17.08.2023, 11:01 Wersja do druku

Warszawa. W Teatrze Polskim przygotowują premierę „Antygony”

5 października na Dużej Scenie Teatru Polskiego odbędzie się premiera spektaklu „Antygona” Sofoklesa w przeskładzie Antoniego Libery i w reżyserii Piotra Kurzawy.

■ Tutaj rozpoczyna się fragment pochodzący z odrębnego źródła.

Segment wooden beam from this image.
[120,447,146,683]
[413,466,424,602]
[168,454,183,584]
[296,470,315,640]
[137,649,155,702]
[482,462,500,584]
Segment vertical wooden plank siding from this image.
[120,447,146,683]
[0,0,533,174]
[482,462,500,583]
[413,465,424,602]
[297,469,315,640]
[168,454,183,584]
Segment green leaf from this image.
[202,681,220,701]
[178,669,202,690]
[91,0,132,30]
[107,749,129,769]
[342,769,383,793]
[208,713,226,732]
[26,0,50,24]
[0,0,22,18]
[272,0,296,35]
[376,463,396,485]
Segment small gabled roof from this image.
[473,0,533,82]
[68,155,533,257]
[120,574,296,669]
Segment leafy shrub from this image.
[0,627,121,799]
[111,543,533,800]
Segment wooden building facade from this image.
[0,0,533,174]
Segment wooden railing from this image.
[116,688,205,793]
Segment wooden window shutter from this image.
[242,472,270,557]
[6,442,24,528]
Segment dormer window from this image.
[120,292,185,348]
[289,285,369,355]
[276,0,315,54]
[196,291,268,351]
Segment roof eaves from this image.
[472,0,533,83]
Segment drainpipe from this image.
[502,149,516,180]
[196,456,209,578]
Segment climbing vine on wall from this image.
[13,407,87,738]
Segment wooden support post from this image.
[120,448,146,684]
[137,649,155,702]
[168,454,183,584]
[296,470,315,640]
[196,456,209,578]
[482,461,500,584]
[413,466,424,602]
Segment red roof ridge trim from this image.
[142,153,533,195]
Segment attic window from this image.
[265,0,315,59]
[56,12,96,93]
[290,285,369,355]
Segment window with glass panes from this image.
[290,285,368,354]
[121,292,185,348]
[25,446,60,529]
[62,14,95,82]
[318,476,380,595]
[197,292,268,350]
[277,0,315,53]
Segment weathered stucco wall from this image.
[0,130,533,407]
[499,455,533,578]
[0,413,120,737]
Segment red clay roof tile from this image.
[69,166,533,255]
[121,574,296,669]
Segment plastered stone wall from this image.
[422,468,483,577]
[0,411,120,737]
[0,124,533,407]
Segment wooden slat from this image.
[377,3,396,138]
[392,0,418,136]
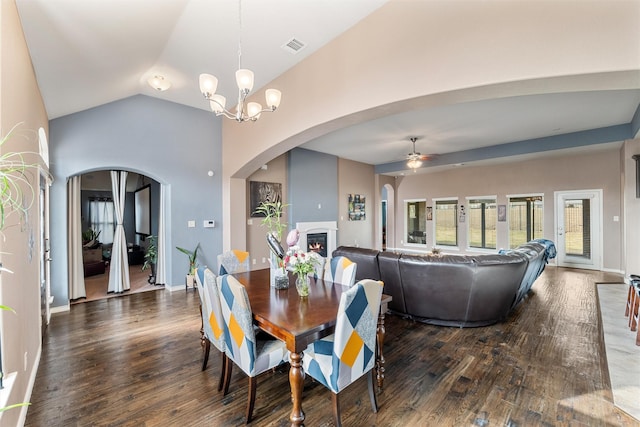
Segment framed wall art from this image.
[249,181,282,218]
[349,194,366,221]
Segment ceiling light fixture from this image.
[147,74,171,92]
[200,0,282,123]
[407,136,422,172]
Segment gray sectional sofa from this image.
[333,241,555,327]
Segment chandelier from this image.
[200,0,282,123]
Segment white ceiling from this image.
[16,0,640,175]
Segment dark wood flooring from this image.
[26,267,638,427]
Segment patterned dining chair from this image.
[196,267,227,391]
[324,256,358,286]
[218,249,249,276]
[218,274,289,424]
[302,279,383,426]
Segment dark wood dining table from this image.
[234,269,391,426]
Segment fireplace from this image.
[296,221,338,258]
[307,233,327,258]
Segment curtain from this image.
[109,171,130,293]
[67,176,87,300]
[156,185,167,285]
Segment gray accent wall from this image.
[287,148,340,229]
[49,95,222,307]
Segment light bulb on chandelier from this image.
[200,0,282,123]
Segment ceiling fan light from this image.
[236,68,253,93]
[200,73,218,99]
[407,159,422,169]
[264,89,282,110]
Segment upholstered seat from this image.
[218,249,249,276]
[324,256,358,286]
[218,274,288,423]
[302,279,383,426]
[196,267,226,391]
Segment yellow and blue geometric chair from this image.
[218,274,289,424]
[196,267,226,391]
[302,279,383,426]
[324,256,358,286]
[218,249,249,276]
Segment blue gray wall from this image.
[49,95,222,307]
[287,148,338,227]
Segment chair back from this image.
[218,249,249,276]
[330,279,383,393]
[196,267,225,352]
[218,274,262,376]
[324,256,358,286]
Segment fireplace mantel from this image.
[296,221,338,258]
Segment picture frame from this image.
[498,205,507,222]
[348,194,367,221]
[249,181,282,218]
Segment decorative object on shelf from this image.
[176,243,200,289]
[296,274,311,298]
[142,236,158,285]
[200,0,282,123]
[284,246,318,297]
[254,200,289,289]
[349,194,366,221]
[249,181,288,219]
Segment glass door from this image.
[555,190,602,270]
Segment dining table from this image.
[233,268,391,426]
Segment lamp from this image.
[200,0,282,123]
[147,74,171,92]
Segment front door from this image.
[555,190,602,270]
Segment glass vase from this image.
[296,274,309,298]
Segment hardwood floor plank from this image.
[25,267,638,427]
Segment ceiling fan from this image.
[407,136,429,171]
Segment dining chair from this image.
[217,274,289,424]
[218,249,249,276]
[302,279,383,427]
[324,255,358,286]
[196,267,226,391]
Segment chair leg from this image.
[218,352,227,391]
[367,369,378,414]
[247,377,258,424]
[202,339,211,371]
[222,355,233,396]
[331,392,342,427]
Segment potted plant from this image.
[255,202,289,289]
[0,125,37,412]
[142,236,158,285]
[176,243,200,288]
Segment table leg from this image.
[376,306,387,392]
[289,352,304,426]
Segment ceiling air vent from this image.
[282,37,306,55]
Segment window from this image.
[405,200,427,245]
[507,196,542,249]
[467,198,497,249]
[434,199,458,246]
[89,198,115,245]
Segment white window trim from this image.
[402,199,428,248]
[431,197,466,251]
[465,195,500,253]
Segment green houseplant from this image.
[0,124,37,412]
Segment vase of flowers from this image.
[284,246,318,298]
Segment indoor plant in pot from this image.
[142,236,158,285]
[255,201,289,289]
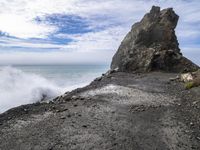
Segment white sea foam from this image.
[0,67,66,113]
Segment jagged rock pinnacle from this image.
[111,6,199,72]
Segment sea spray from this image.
[0,67,61,112]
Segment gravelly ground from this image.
[0,72,200,150]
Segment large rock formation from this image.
[111,6,199,72]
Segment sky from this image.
[0,0,200,65]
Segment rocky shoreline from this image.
[0,72,200,150]
[0,6,200,150]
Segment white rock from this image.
[181,73,194,82]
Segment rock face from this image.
[111,6,199,72]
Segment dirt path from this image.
[0,73,200,150]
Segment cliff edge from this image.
[0,7,200,150]
[111,6,199,72]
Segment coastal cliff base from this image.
[0,72,200,150]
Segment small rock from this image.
[74,104,78,107]
[190,122,194,126]
[60,116,66,119]
[71,95,78,100]
[82,125,87,128]
[94,77,102,81]
[181,73,194,82]
[196,137,200,141]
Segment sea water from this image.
[0,65,109,113]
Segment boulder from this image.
[111,6,199,72]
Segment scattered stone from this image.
[82,125,88,128]
[60,116,66,119]
[181,73,194,82]
[74,104,78,107]
[169,76,180,81]
[94,77,102,81]
[71,95,78,100]
[190,122,194,126]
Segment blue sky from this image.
[0,0,200,64]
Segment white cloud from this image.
[0,0,200,63]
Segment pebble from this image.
[82,125,87,128]
[197,137,200,141]
[60,116,66,119]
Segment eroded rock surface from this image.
[111,6,199,72]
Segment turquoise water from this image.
[0,65,109,113]
[13,65,109,86]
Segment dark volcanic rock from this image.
[111,6,199,72]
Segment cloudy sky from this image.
[0,0,200,64]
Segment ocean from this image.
[0,65,109,113]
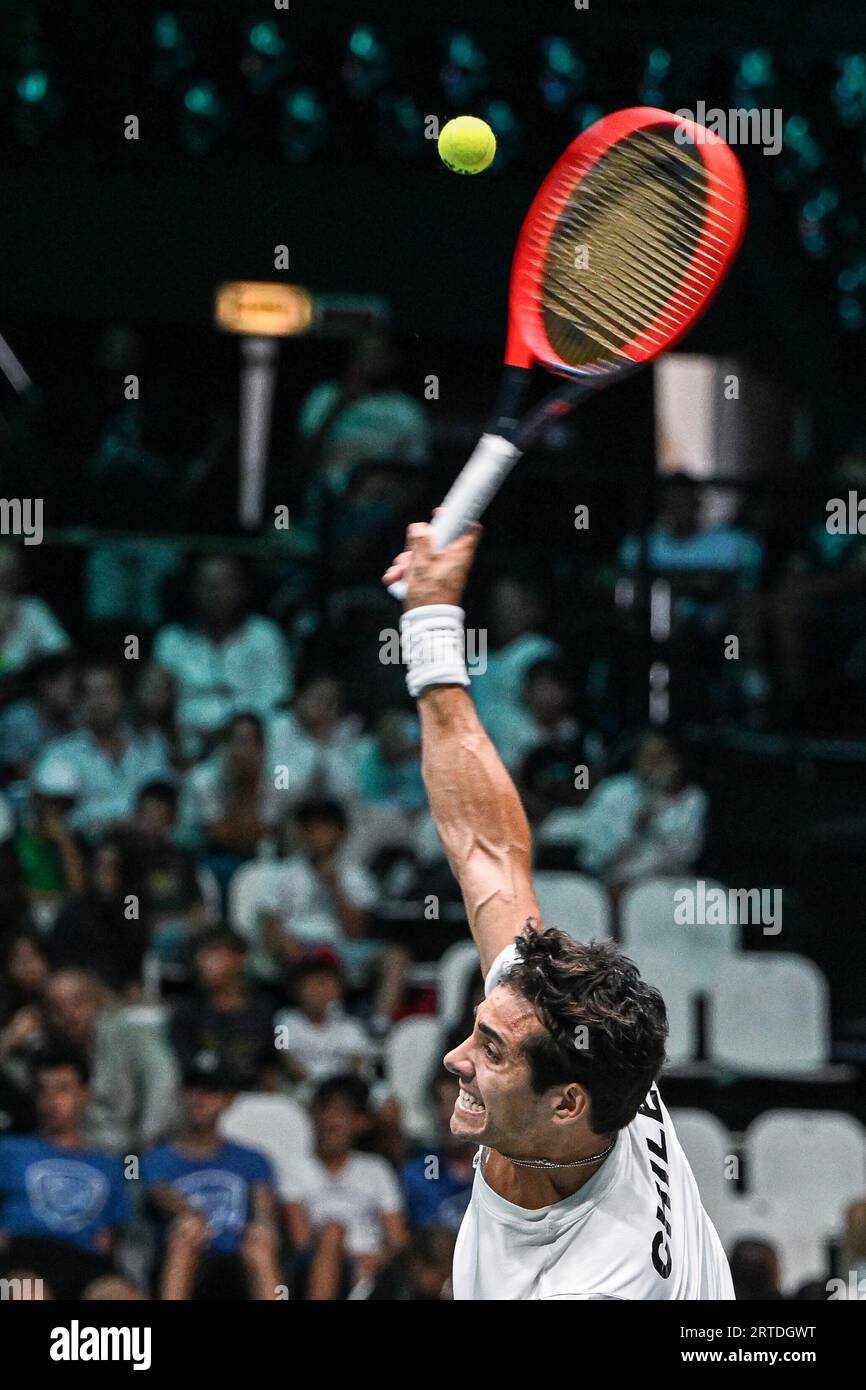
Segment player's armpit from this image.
[418,685,538,974]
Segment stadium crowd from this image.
[0,330,866,1300]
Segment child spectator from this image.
[279,1076,407,1301]
[274,951,370,1090]
[170,927,275,1091]
[400,1069,475,1236]
[142,1065,281,1300]
[128,783,207,959]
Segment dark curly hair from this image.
[503,920,667,1134]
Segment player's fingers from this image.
[449,521,484,560]
[382,550,411,584]
[406,521,434,556]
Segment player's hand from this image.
[382,521,481,609]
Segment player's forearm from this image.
[418,685,538,972]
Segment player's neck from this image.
[484,1141,609,1211]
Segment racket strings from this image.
[532,131,735,367]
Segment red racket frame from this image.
[505,106,748,377]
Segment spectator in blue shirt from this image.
[400,1069,475,1234]
[0,1054,128,1284]
[142,1061,281,1298]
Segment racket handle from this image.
[388,434,521,600]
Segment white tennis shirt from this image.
[453,947,734,1301]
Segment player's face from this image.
[445,986,552,1155]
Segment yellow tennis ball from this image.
[439,115,496,174]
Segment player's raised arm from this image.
[384,524,538,974]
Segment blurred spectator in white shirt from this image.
[274,949,370,1098]
[487,657,603,771]
[153,556,292,752]
[537,730,708,888]
[178,713,286,862]
[40,662,172,837]
[467,575,559,728]
[0,543,70,677]
[261,799,378,962]
[297,329,430,491]
[268,676,360,803]
[279,1076,407,1301]
[259,798,409,1031]
[0,652,76,777]
[357,709,427,815]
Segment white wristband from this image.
[400,603,468,699]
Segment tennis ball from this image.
[439,115,496,174]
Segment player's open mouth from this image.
[457,1087,485,1115]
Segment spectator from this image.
[538,730,708,888]
[153,556,292,755]
[0,930,51,1131]
[44,970,178,1154]
[619,473,763,628]
[51,840,149,994]
[132,662,183,769]
[11,755,86,929]
[279,1076,407,1301]
[181,714,286,861]
[268,674,359,802]
[487,657,603,770]
[370,1226,455,1302]
[473,575,559,727]
[731,1240,783,1302]
[274,951,370,1088]
[357,709,427,816]
[126,781,207,960]
[400,1069,475,1236]
[0,652,75,777]
[260,801,407,1030]
[297,329,430,494]
[142,1066,281,1300]
[0,1054,128,1297]
[170,927,275,1091]
[0,543,70,676]
[0,931,51,1027]
[36,662,171,840]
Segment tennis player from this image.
[384,524,734,1300]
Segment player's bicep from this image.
[460,853,539,976]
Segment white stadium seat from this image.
[670,1108,741,1250]
[384,1015,442,1140]
[620,876,741,991]
[746,1111,866,1291]
[638,951,698,1068]
[532,869,610,941]
[436,941,481,1034]
[706,951,830,1076]
[220,1091,313,1183]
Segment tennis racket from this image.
[389,106,746,599]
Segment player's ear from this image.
[553,1081,589,1120]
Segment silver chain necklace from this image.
[502,1138,616,1168]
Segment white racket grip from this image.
[388,435,520,600]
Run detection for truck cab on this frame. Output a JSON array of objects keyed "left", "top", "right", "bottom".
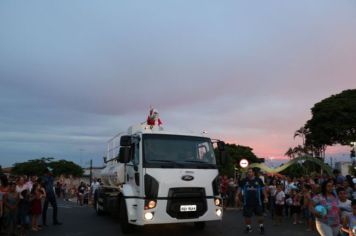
[{"left": 96, "top": 125, "right": 223, "bottom": 232}]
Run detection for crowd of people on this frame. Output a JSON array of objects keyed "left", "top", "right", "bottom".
[
  {"left": 0, "top": 169, "right": 67, "bottom": 235},
  {"left": 0, "top": 169, "right": 100, "bottom": 235},
  {"left": 220, "top": 169, "right": 356, "bottom": 236}
]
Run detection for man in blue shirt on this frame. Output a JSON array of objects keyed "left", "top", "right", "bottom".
[
  {"left": 238, "top": 168, "right": 267, "bottom": 234},
  {"left": 42, "top": 169, "right": 62, "bottom": 226}
]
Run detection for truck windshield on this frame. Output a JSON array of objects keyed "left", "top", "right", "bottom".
[{"left": 143, "top": 134, "right": 217, "bottom": 169}]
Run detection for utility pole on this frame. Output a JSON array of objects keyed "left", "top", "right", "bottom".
[{"left": 89, "top": 159, "right": 93, "bottom": 187}]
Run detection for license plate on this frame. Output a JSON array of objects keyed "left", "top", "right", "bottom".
[{"left": 180, "top": 205, "right": 197, "bottom": 211}]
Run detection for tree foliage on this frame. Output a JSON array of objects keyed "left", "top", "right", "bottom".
[
  {"left": 305, "top": 89, "right": 356, "bottom": 148},
  {"left": 220, "top": 143, "right": 261, "bottom": 177},
  {"left": 11, "top": 157, "right": 83, "bottom": 177}
]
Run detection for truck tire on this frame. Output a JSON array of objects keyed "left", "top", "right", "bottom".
[
  {"left": 194, "top": 221, "right": 205, "bottom": 230},
  {"left": 119, "top": 197, "right": 134, "bottom": 234}
]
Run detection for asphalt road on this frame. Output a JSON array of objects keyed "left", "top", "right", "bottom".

Po opuszczeniu Teb przez Edypa jego synowie bliźniacy – Polinejkes i Eteokles – dziedziczą władzę. Mają współrządzić zmieniając się co rok. Jednak Eteokles, który jako pierwszy rządził, odmawia oddania tronu. Polinejkes ze swym wojskiem rusza na Teby, szala zwycięstwa przechyla się to na jedną, to na drugą stronę. Chcąc powstrzymać rozlew krwi, Polinejkes wyzywa więc Eteoklesa na pojedynek. W bratobójczej walce giną obaj, a na tronie zasiada brat ich matki – Kreon. Nowy władca nakazuje pochować z honorami obrońców Teb, a ciała najeźdźców pozostawić niepogrzebane pod murami miasta. Dzieje rodu rozpoczęte ojcobójstwem dokonanym przez Edypa kończą się bratobójczym sporem jego synów. W Tebach pozostały jednak jeszcze córki Edypa – siostry, którym zakazano pogrzebać brata…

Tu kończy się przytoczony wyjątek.